ザンジバル、ストーンタウンの迷路から抜け出し、僕たちは旧港の浜辺に出た。


オマーン人に建てられたオールド・フォート​

 今は港は別の場所に移されているが、イギリス植民地時代の重要な港湾だった。海に向かって、大砲の列が残されている(写真)。

 

 

 旧港は公園として整備され、緑も深い。

​ その公園の向かい側に古い石造の要塞が建っている(写真)。オールド・フォート、またはアラブ砦と呼ばれる。1699年にオマーン人によって建てられた。今は、催事場や土産物店街となっている。​

 

 

 

 そこから海辺に出た。旧港である。今は、ダウ船の船着き場になっていて、公園で憩う人たちのスポットになっている。

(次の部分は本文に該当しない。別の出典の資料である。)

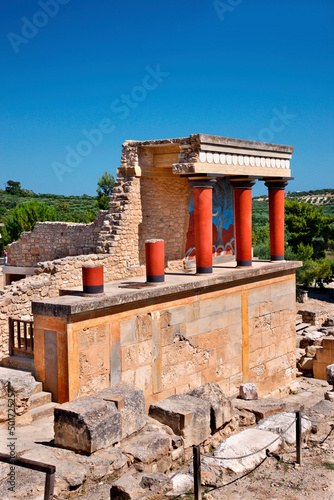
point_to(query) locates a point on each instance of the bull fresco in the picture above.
(222, 221)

東アフリカで初めて電気・水道完備の「ハウス・オブ・ワンダー」​

​ この旧港の向かいに、トタン板で囲まれ、修復中の「ハウス・オブ・ワンダー(The House of Wonder:驚きの家)」がある(写真)。1883年、島を統治するスルタンによって建てられたが、東アフリカで初めて電気照明や水道、さらにはエレベーターまで完備された建物であったため、そう呼ばれたのだ。今は修復中のため、見学できない。​

 

 

 

​ その向こうに、海に面した白亜の建物がスルタンの暮らした旧王宮で、今は博物館になっているらしい(写真)。​

 


ストーンタウン内に「からゆきさん」の跡​

 ところで僕たちは行かなかったが、ストーンタウンには、かつて明治の頃、主に九州から出稼ぎに来た「からゆきさん」が住み、働いた「ジャパニーズバー」跡がある。

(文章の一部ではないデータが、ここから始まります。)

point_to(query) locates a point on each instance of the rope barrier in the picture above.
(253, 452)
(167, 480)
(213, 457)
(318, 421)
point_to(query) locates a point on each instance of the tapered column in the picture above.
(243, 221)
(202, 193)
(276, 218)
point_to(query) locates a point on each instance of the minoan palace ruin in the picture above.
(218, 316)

 「からゆきさん」については、ノンフィクション作家山﨑朋子の名作『サンダカン八番娼館』で有名だ。天草などの九州の貧しい農家の女性たちが東南アジア各地に出稼ぎに出かけた海外売春婦の愛称だ。『サンダカン八番娼館』の舞台は、ボルネオ島サンダカンだったが、驚くべきことに、はるか東アフリカのザンジバルにも「からゆきさん」がいたのだ。


ザンジバルの他、遠くローデシアのような内陸地にも​

 最盛期の明治28年(1885年)には、28人の「からゆきさん」が、ザンジバルの「ジャパニーズバー」で働いていたという。彼女たちは、そこで船員や漁民たちを相手に稼ぎ、故郷の家に送金していた。

 今は、その跡には何も残っておらず、日本近代史の「闇」の部分だから碑も案内板も設置されてられていないようだ。旅行社だってツアー客を案内しない。

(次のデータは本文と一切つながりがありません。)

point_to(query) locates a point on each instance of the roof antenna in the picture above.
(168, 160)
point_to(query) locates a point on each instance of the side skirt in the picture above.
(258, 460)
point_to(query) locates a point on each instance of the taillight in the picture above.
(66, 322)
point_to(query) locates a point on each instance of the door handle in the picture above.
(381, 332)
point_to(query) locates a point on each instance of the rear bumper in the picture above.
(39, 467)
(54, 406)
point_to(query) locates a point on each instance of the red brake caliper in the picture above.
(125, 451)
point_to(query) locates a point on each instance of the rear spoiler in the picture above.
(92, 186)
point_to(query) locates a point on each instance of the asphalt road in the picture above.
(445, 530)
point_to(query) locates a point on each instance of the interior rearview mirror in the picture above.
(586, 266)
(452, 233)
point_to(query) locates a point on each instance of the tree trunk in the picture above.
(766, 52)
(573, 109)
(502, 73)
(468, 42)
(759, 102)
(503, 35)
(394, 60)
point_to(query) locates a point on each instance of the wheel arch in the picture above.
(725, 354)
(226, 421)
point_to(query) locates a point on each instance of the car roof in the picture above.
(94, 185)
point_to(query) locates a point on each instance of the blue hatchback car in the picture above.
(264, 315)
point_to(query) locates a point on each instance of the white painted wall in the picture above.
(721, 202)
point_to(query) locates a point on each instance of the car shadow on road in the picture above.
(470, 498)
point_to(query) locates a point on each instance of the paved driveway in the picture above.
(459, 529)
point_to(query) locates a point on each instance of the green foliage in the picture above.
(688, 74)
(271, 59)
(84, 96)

 訪れてみたかったが、行ったところで何もなく、第一、カスバのような迷路の街を歩くのだから1人で行って迷わず戻ってこれるかどうか、自信がない。

 翌日午後、自由時間にストーンタウン内に足を踏み入れたが、深く歩き回ることなく、それ以上の探索を諦めた(写真:ストーンタウン中央部に近い所にあるゴシック様式のローマカトリック教会、ジャパニーズバーはこの近くにあったはず)。

 

 

 ちなみに東アフリカの「からゆきさん」が最も多かったのはザンジバルだが、中にはモザンビーク、南アフリカ、さらにはローデシア(現ジンバブエ)のような内陸まで行っていた女性たちもいたという。貧しい時代の日本の逞しい女性たちである。

 『サンダカン八番娼館』のおサキさんは日本に戻れたが、遠いアフリカの、ましてやローデシアまで流れていった女性が生まれ故郷に帰れたとは思えない。